Fragiles serments
Grand jour pour Lady Bird : la splendide demeure qu'elle habite avec Julian, son époux effacé et soumis, s'apprête à résonner à nouveau des sons d'une famille au grand complet. John, l'amour de sa vie, l'aîné de ses trois enfants, est de retour de ce qu'on appellera vite son «voyage à l'étranger» : un séjour en maison de repos à la suite d'une violente dépression. Pour affronter cet événement, dans une existence largement dévouée à l'entretien du jardin, à des exercices rajeunissants, et à la constitution d'une garde-robe à faire pâlir les plus coquettes de la capitale, Lady Bird a compté sur la présence d'Eliza, une vieille amie de la famille que tout le monde considère comme sa confidente. Et, en effet, Eliza apporte de Londres sa tendre attention, mais peut-être, aussi, la volonté de s'affranchir enfin de son rôle d'observatrice passive. Car elle les connaît, les cadavres qui gisent dans les jolis placards de cette exquise maisonnée, et avec elle, ce sont les multiples secrets d'une famille bien sous tous rapports qui exploseront au grand jour.

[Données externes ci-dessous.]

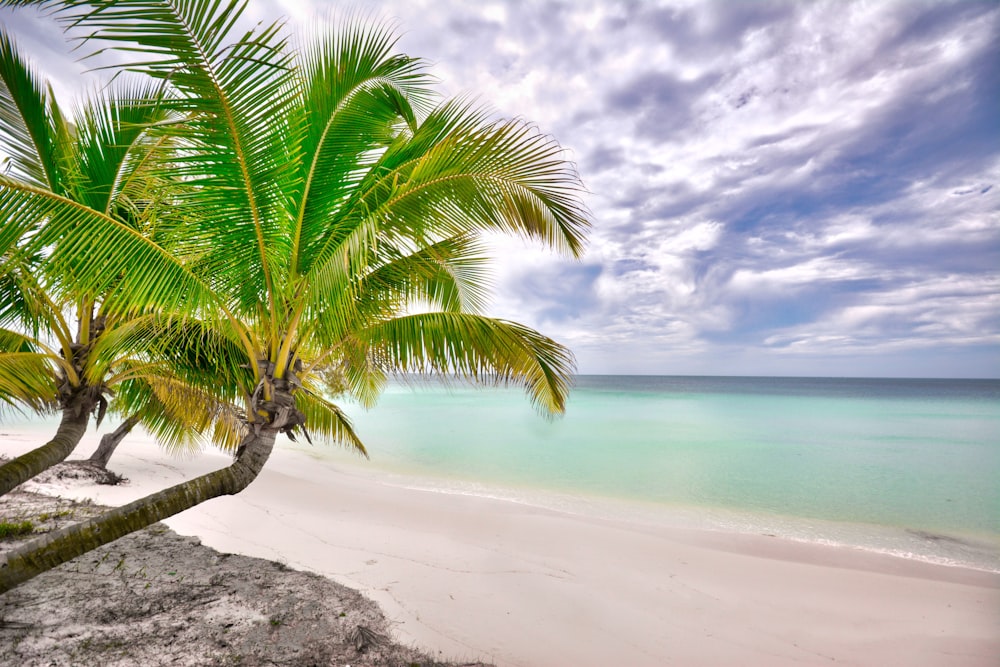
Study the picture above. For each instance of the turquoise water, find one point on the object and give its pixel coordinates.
(908, 466)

Fragiles serments est un huis clos grinçant, ourdi au son des cors de chasse et de la musique de chambre, du vent qui balaie les landes irlandaises et des chuchotements des domestiques. Sous le vernis de la paisible haute société anglo-irlandaise, Molly Keane déshabille tout sur son passage : homme, femme, enfant, dans un cortège de personnages plus vrais les uns que les autres. Elle révèle avec génie les relations morbides qu'une mère toxique entretient avec ses enfants, les cruels rapports de classe d'une Irlande des années 30 encore féodale, les éternels mensonges qui polluent amours et amitiés, et sont le ferment des grands romans. Le tout servi par cette écriture rare, tantôt loufoque, tantôt caustique, mais toujours incroyablement sensible et poétique.
Molly Keane (1904-1996) est née en Irlande dans une famille où «la chasse, la pêche et l'Église étaient d'importance, mais l'éducation confiée aux gouvernantes». A priori, rien ne la destinait à autre chose qu'une tranquille vie d'aristocrate terrienne. Et surtout pas à une carrière d'écrivain. Pourtant, un sens aigu de l'observation et une extralucidité sur le spectacle des mises en scène sociales la poussent très tôt, dès 1928, à rédiger dix romans et des pièces de théâtre sous le nom de M. J. Farrell. Après un silence de trente ans, elle met bas les masques et signe enfin sous son vrai nom Good Behaviour (Les Saint-Charles), qui remporte un vif succès, puis trois autres romans. Elle s'éteint à l'âge de quatre-vingt-douze ans, acclamée par la critique internationale. Entre 1996 et 1997, La Petite Vermillon a publié Un beau mariage et Et la vague les emporta..., et en 2000, a paru L'Amour sans larmes, à Quai Voltaire.